Basil Nicholson
- Full name: Basil Ellard Nicholson
- Born: 1 January 1913 Lewisham, London, England
- Died: 20 August 1985 (aged 72) Oxted, Surrey, England
- School: Whitgift School

Rugby union career
- Position: Centre

International career
- Years: Team / Apps / (Points)
- 1938: England / 2 / (3)
- 1938: British Lions / 1 / (0)

= Basil Nicholson =

British Lions & England international rugby union player

Basil Ellard Nicholson (1 January 1913 – 20 August 1985) was an English international rugby union player.

Born in Lewisham, London, Nicholson was one of six siblings and attended Whitgift School, where he made the 1st XV aged 14, then after leaving turned out for Old Whitgiftians. He later studied engineering at London University.

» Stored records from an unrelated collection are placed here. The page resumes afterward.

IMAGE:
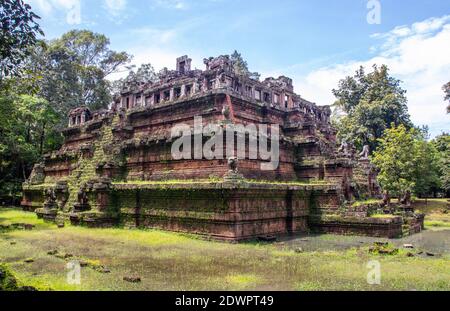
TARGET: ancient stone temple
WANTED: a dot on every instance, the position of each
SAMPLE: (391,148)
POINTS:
(117,166)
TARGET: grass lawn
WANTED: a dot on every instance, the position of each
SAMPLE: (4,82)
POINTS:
(170,261)
(434,209)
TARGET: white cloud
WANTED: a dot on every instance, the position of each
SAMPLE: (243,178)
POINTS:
(115,7)
(416,54)
(171,4)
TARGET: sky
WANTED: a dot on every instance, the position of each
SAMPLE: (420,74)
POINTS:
(315,42)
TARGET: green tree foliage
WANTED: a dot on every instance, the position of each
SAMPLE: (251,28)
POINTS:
(241,67)
(426,159)
(74,68)
(407,162)
(26,133)
(18,31)
(369,103)
(442,146)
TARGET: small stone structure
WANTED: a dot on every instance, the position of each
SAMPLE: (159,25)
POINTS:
(116,167)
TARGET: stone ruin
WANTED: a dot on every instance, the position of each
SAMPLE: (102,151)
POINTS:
(115,166)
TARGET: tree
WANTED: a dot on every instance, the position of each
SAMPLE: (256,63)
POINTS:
(241,67)
(446,89)
(74,69)
(395,161)
(426,159)
(27,128)
(369,104)
(18,32)
(442,146)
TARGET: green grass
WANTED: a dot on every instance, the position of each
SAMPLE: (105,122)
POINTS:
(366,202)
(382,216)
(434,210)
(171,261)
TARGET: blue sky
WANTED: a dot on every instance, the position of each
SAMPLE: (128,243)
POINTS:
(315,42)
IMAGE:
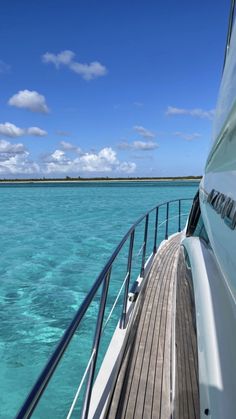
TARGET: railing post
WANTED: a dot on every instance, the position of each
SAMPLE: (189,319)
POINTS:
(155,234)
(128,275)
(144,245)
(96,345)
(167,220)
(179,215)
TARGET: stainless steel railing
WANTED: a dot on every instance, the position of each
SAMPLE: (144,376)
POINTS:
(102,280)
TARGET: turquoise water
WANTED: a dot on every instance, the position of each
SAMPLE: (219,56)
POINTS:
(54,241)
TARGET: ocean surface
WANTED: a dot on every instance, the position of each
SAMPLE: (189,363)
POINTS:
(54,241)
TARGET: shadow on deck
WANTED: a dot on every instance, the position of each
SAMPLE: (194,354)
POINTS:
(146,386)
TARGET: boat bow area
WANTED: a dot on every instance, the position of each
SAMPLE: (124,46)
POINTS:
(158,377)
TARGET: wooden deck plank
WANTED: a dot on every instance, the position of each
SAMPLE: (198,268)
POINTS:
(143,388)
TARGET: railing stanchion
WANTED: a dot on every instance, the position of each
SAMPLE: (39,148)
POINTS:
(155,234)
(128,275)
(179,215)
(96,345)
(144,245)
(167,220)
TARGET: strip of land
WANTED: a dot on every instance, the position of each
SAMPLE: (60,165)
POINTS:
(103,179)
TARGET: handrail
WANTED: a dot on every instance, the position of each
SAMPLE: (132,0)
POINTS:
(103,278)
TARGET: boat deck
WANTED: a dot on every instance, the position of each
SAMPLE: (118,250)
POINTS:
(144,386)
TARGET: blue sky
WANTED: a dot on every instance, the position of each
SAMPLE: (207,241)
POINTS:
(102,88)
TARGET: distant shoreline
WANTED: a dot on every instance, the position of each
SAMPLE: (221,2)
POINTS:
(90,180)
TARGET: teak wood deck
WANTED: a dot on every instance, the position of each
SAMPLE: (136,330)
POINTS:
(144,388)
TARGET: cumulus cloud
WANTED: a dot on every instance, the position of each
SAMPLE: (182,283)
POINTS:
(138,145)
(4,67)
(14,159)
(67,58)
(187,137)
(91,162)
(30,100)
(197,112)
(142,145)
(145,133)
(63,133)
(36,131)
(10,130)
(65,145)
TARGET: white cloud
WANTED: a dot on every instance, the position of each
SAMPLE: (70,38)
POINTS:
(142,145)
(63,58)
(8,148)
(10,130)
(63,133)
(127,167)
(30,100)
(197,112)
(66,58)
(4,67)
(187,137)
(14,159)
(36,131)
(144,132)
(138,145)
(138,104)
(65,145)
(91,162)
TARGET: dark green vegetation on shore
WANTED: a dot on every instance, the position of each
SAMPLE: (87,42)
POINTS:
(102,179)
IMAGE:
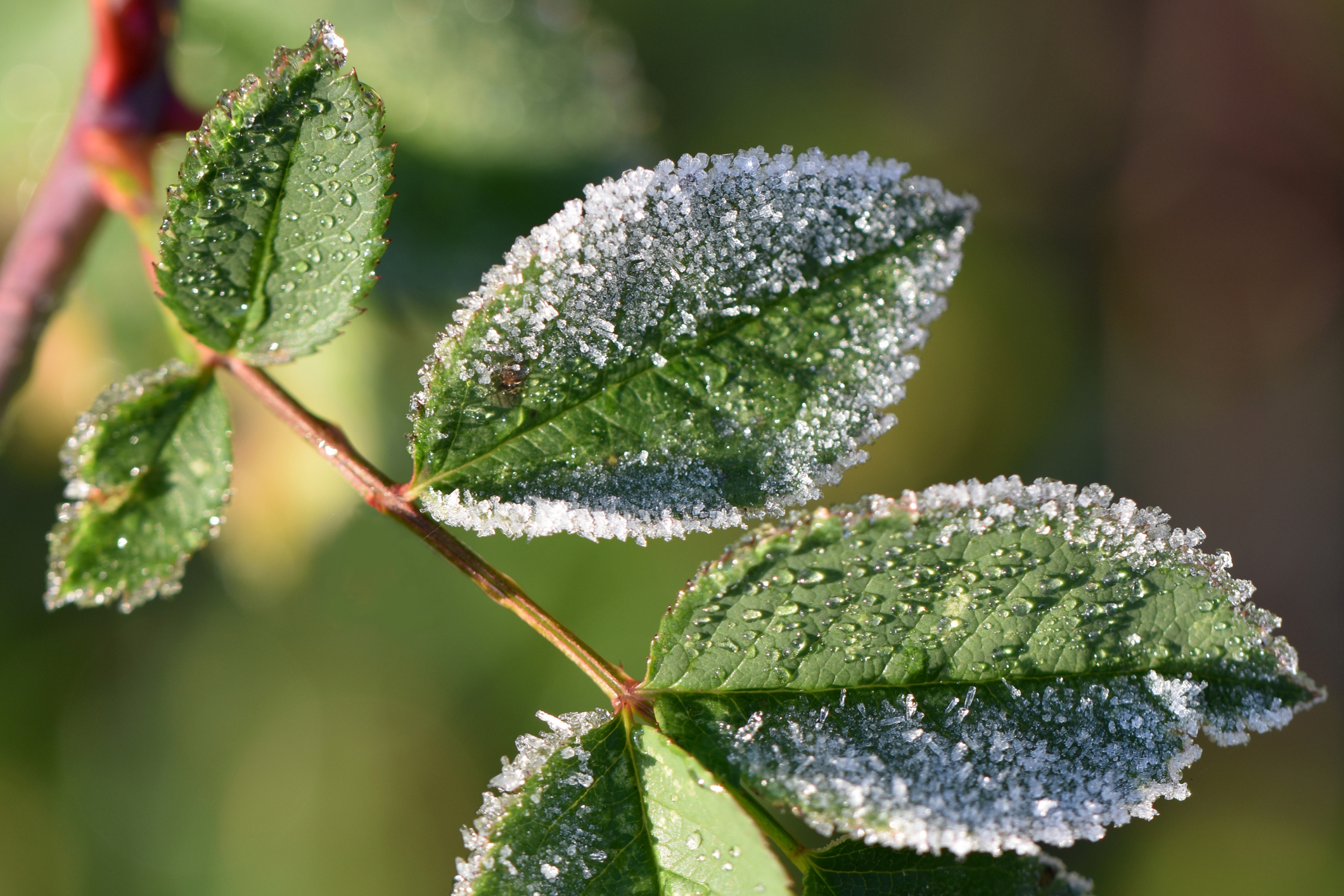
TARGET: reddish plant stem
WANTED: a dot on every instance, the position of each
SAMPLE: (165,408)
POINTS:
(104,162)
(387,497)
(41,259)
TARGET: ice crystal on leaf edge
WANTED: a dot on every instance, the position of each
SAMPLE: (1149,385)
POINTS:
(663,254)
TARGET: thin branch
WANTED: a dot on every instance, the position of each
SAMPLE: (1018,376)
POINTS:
(385,496)
(43,253)
(125,105)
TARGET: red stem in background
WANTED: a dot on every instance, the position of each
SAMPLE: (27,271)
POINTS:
(104,163)
(124,108)
(385,496)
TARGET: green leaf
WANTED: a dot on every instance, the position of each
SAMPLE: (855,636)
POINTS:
(975,668)
(848,868)
(274,230)
(148,475)
(598,805)
(687,349)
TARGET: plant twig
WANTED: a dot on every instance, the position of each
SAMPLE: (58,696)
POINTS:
(387,497)
(41,259)
(125,105)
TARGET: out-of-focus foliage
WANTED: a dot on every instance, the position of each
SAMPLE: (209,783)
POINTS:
(327,733)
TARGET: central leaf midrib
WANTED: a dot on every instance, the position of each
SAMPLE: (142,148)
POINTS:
(1140,670)
(742,320)
(264,255)
(138,484)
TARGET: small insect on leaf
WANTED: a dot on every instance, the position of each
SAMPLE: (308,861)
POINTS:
(730,330)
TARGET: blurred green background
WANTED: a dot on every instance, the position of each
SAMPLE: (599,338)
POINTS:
(1151,298)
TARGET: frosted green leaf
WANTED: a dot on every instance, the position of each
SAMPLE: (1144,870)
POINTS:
(603,807)
(148,472)
(274,230)
(551,84)
(848,868)
(973,668)
(686,349)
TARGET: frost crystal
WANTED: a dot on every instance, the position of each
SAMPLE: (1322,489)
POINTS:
(532,754)
(1141,538)
(1035,764)
(641,273)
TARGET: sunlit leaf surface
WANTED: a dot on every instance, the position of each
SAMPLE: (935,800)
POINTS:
(601,807)
(973,668)
(276,226)
(686,347)
(848,868)
(148,472)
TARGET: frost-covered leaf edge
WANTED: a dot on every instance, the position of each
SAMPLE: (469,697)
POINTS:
(1142,538)
(672,833)
(69,515)
(538,515)
(324,49)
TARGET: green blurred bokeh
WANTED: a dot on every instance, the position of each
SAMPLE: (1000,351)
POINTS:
(321,706)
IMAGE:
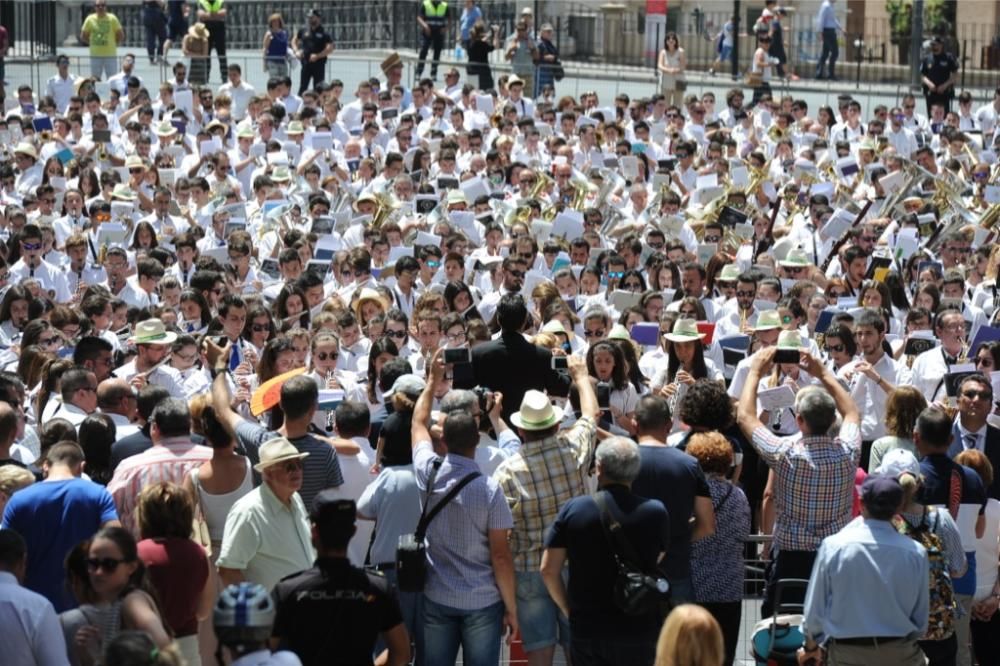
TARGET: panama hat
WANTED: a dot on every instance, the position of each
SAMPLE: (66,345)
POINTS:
(165,128)
(152,332)
(795,258)
(25,148)
(392,61)
(685,330)
(123,192)
(768,320)
(536,413)
(275,451)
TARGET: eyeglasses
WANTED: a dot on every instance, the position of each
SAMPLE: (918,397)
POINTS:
(108,564)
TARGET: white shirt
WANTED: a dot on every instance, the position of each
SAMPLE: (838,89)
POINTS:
(29,629)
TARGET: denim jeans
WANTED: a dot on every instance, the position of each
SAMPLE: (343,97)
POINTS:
(412,606)
(478,632)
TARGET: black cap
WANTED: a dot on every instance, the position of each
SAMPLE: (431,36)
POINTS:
(329,508)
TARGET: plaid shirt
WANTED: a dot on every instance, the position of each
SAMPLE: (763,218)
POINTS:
(815,480)
(538,480)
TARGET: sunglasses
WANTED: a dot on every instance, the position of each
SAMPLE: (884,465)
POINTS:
(108,564)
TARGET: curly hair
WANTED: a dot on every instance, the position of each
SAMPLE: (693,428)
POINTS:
(902,409)
(706,405)
(713,451)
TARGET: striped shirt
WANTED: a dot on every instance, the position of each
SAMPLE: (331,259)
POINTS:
(320,469)
(170,460)
(538,480)
(814,482)
(460,568)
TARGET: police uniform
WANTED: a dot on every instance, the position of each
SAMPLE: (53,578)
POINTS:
(333,612)
(435,15)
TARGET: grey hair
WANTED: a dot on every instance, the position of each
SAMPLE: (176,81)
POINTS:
(458,400)
(172,418)
(618,458)
(817,408)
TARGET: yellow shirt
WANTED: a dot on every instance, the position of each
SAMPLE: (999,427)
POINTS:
(103,34)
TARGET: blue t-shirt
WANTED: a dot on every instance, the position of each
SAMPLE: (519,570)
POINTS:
(54,516)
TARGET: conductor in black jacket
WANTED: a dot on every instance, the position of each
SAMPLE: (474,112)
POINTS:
(511,364)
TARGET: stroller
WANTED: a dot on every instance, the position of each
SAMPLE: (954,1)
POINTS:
(776,640)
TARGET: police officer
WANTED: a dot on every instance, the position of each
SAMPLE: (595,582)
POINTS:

Nicholson, a fast and elusive centre, was a regular in the Surrey county sides of the 1930s. While playing with Harlequins in 1938, Nicholson got called up by England for their Home Nations campaign, gaining caps in away matches against Wales and Ireland. He also made the British Lions squad for the 1938 tour of South Africa and appeared in the second of the three Test fixtures, against the Springboks in Port Elizabeth. A leg injury picked up during the match ruled him out of the final Test, which he had been expected to feature in as a wing three-quarter.